An inbred female will have a smaller litter. She will also have a higher puppy mortality rate. Inbred pups have the deck stacked against them from day one.
Besides having a small litter, and inbred females will become less fertile the more she is inbred. If she is constantly inbred over and over, she probably won’t live past the second or third litter. And if she does, one of the before mentioned diseases is not close at hand, they are probably already present in the puppies.
Puppies are playful
We all know how it is with a new puppy. Your thoughts change from, oh, how cute, to I’m going to kill the dog! Of course, you would never actually kill a puppy but to say they are playful is an understatement.
Inbred puppies on other hand, tend to be under-weight and lethargic. They just don’t seem to have the spunk of a normal puppy. Some even look as if they are worried. They may even appear to look as if they are sad.
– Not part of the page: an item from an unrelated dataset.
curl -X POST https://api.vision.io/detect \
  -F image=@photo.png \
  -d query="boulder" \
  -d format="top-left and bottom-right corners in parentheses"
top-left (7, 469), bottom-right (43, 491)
Ask your breeder for proof
While you are asking your breeder for references, ask them to provide you with a copy of the dog’s pedigree. If they won’t give you the pedigree, tell them you want definitive proof there are no chances of you purchasing an inbred puppy.
Offer to take your business elsewhere if they don’t. You might just find out real quick there is something wrong with the litter.
I find it absolutely stomach-turning a breeder, reputable or not, would allow inbred dogs in their kennel to begin with. Just do what I couldn’t do.
Research and get to work on the internet. And don’t settle for a particular breed because you found one for cheap!